Who owns a photograph? That’s the question that might be put before the courts in the US, after a model claimed that record label XL Recordings did not have permission to use a photo of her on the cover of Vampire Weekend’s most recent album Contra. You can see the photo here.
Ann Kirsten Kennis has brought an action for US$2m against the band, XL and the photographer who licensed the photo to XL, claiming that the photo is a polaroid taken by her mother, which must subsequently have made its way into the photographer’s hands after being in a batch of old polaroids donated to a charity shop. Ms Kennis claims that a signature purporting to be hers and consenting to the use of the photo must have been forged. XL Recordings has refused to comment pending sight of the court papers, but has said that “as is standard practice” it had licensed the photo under a licence agreement that contains “representations and warranties authorizing this use of the photo.”
No doubt this case will be settled before it gets to court, and we’ll never find out exactly what happened. However, the story does highlight the importance of ensuring that any use of photos taken by third parties is properly licensed.
Copyright in a photo
The copyright in a photo is usually owned by the photographer, as the creator of that work, and will remain so unless that copyright is transferred. Each print or digital image produced from the original negative (or digital file) is simply a derivative of that original, and will not in itself attract copyright.

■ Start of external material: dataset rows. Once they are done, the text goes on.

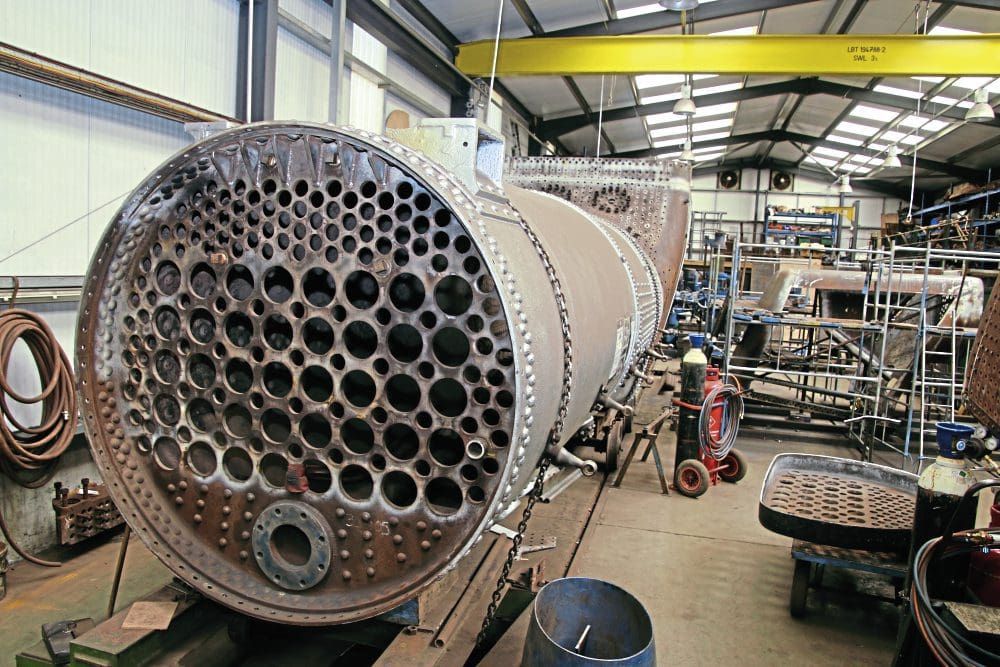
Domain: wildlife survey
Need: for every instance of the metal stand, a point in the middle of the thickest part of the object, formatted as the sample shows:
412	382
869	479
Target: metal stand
649	433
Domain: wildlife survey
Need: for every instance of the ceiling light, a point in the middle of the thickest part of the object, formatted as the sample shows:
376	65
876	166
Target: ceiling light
981	111
892	158
679	5
687	153
685	106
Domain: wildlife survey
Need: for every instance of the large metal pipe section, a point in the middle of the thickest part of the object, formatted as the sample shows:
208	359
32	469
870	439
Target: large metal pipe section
315	366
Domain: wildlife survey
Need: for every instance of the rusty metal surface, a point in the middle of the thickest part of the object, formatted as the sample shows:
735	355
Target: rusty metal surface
80	514
983	383
838	502
646	199
281	322
315	366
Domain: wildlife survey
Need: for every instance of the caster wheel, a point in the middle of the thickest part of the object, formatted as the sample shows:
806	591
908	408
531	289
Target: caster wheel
800	586
691	478
735	467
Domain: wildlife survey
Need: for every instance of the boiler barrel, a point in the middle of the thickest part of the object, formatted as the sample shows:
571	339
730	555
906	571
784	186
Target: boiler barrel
315	366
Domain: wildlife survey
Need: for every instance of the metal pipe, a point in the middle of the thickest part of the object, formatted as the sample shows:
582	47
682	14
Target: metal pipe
316	365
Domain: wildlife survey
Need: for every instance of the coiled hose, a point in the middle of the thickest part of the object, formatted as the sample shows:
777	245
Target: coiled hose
730	397
28	454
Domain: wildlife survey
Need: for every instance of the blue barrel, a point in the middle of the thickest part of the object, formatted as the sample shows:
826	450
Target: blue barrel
581	621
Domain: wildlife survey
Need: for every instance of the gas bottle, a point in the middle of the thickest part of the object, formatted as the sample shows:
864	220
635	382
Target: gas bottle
712	381
693	393
939	491
984	568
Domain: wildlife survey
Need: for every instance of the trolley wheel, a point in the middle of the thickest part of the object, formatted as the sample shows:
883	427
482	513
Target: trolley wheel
800	587
735	467
613	445
691	478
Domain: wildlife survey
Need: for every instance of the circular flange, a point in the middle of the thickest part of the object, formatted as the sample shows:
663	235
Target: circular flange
291	543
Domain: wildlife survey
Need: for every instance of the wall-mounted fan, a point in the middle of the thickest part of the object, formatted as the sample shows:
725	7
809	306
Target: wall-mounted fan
781	180
729	180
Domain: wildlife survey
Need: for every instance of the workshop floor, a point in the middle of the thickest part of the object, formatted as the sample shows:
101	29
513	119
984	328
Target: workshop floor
715	582
78	589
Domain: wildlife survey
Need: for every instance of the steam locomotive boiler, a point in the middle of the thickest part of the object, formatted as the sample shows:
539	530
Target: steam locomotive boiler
315	365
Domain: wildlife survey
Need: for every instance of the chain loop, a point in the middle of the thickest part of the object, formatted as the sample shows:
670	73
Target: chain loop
555	436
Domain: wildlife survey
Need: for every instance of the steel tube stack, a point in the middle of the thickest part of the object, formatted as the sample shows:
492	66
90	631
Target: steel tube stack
315	365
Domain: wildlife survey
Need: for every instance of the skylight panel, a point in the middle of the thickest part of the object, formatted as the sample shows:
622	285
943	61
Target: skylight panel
833	152
976	82
949	101
639	11
898	92
645	9
721	88
657	80
826	162
844	140
653	99
900	138
695	128
923	123
945	30
703	112
874	113
855	128
746	30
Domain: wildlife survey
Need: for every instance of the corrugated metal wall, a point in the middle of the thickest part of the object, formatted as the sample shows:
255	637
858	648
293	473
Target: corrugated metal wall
185	49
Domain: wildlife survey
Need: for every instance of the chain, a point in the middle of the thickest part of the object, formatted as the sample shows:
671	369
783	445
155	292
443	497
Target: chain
554	436
522	526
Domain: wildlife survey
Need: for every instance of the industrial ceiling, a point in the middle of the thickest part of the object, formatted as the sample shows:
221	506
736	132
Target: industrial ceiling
829	124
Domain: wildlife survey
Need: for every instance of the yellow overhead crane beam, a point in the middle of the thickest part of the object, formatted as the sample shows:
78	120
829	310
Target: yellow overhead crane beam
801	55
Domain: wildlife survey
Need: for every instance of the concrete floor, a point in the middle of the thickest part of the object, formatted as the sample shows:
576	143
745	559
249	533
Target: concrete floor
715	582
79	589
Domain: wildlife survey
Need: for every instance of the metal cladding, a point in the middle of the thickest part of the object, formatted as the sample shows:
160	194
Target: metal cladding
315	366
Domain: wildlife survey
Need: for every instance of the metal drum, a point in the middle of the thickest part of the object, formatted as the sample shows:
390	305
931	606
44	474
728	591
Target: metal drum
582	621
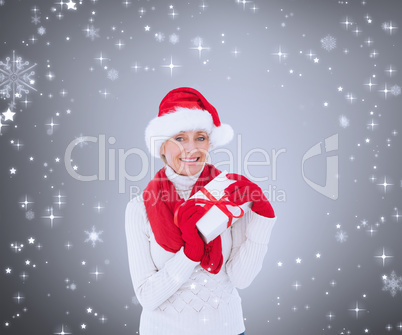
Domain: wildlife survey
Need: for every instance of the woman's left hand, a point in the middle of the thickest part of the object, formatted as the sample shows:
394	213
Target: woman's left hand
244	190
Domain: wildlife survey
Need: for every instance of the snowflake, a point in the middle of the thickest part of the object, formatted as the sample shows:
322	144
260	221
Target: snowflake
72	287
134	300
392	284
93	236
395	90
35	19
30	215
174	38
197	41
343	121
113	74
13	77
328	43
160	37
91	32
389	27
41	30
341	236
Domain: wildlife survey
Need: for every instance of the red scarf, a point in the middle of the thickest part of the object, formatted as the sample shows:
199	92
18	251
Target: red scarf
161	200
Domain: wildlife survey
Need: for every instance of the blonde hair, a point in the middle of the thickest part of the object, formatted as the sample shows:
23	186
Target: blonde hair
162	155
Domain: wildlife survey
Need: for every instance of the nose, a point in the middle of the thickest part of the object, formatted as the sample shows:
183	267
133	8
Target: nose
190	146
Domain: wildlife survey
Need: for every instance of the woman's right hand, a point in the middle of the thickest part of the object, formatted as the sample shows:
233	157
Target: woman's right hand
187	218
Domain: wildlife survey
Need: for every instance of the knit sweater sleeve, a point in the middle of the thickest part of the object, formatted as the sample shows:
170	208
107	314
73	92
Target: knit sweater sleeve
151	286
250	237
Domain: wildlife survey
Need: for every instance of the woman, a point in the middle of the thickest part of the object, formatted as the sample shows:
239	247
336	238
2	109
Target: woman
184	285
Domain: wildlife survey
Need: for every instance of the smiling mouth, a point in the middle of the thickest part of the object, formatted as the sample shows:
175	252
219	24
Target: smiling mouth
190	160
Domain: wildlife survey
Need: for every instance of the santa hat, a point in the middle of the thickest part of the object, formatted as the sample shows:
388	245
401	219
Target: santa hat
183	109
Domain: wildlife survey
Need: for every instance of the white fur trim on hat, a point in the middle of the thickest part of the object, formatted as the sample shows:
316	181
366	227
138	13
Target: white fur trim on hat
164	127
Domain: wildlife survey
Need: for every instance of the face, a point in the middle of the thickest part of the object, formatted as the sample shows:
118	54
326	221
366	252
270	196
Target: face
186	152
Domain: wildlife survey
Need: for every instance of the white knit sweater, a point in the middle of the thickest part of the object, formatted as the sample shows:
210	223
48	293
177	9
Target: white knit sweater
178	296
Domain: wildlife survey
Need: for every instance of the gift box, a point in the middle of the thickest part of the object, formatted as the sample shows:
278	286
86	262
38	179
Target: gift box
220	215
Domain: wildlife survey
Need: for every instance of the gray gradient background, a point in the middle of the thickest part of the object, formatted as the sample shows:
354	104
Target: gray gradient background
266	104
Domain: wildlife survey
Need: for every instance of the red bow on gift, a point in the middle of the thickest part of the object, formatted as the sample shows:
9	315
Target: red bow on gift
221	204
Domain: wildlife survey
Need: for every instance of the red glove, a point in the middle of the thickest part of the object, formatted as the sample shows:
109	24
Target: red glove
187	218
213	258
244	190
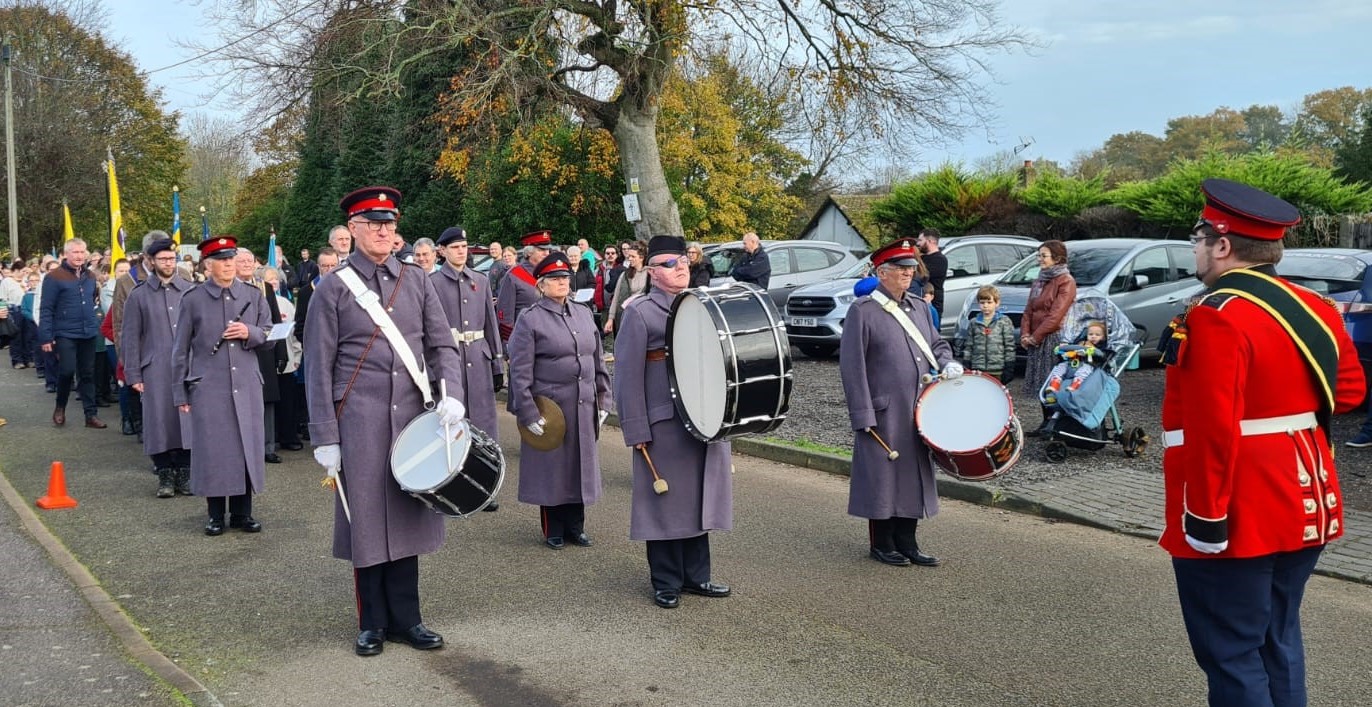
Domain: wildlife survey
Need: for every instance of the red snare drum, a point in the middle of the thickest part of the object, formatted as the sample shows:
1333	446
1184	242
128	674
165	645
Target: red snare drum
970	427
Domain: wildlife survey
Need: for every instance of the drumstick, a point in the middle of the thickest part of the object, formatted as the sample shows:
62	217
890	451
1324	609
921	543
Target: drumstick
659	483
891	453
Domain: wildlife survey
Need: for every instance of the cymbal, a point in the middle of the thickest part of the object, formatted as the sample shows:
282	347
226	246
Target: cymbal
553	429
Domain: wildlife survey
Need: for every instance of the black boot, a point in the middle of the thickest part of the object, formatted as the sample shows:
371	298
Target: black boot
166	482
183	481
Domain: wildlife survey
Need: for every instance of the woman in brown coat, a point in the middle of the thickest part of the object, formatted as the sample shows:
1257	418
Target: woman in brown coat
1050	298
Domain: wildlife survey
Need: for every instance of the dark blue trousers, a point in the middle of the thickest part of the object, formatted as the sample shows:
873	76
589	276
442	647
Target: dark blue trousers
1243	618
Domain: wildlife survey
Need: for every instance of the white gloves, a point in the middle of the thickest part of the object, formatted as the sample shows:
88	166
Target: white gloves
329	457
1209	548
450	411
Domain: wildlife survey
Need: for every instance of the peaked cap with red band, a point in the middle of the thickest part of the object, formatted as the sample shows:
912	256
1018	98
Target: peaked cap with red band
373	203
554	265
218	247
1236	209
542	239
896	253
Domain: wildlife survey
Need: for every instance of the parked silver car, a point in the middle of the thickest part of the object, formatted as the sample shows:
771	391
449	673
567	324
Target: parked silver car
1150	280
795	264
815	313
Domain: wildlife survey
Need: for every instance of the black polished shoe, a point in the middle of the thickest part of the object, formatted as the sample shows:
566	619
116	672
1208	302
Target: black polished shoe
417	636
707	589
371	641
246	525
889	558
918	558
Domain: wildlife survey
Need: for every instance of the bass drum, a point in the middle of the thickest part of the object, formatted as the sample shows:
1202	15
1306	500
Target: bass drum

Polaroids are interesting. There is only ever one print; the negative and the print are one and the same thing. This means that you can acquire physical ownership of the only manifestation of that photo (the Polaroid photo), but the copyright may still remain with the photographer (albeit he can do little to exploit that copyright unless he reserves a right of access to that print). The recent break-up of the world-famous Polaroid collection is a case in point.
In addition to the copyright in the photo, the subject of the photo may also have rights. These are separate to copyright, but may take the form of a right of privacy or image right, and may impact on any proposed commercial use of a photograph of that person. The leading case on this involved Eddie Irvine and Talksport.
Here are some things to consider when using photos taken by other people:
- Make sure that you have a written licence agreement that covers your proposed use.
- Ensure that the licence agreement contains representations and warranties from the licensor as to its right to grant the licence, together with an indemnity for third party infringement.
- Just because a photo is on the Internet, does not mean that there is no copyright, or that it is free to use. It isn’t.
- Photos on sites like Flickr may be offered for sharing on a creative commons licence. If so, then check the relevant licence terms for what you can do. They often prevent use for commercial purposes.
- Acquiring physical ownership of a print of a photo (even the “original”) does not mean that you automatically own the copyright, or can reproduce it.
- If the photograph is of a person, consider whether you need the consent of the individual to use that person’s image. This could take the form of a written release signed by the subject, or a representation from the licensor that the licensor has the subject’s permission.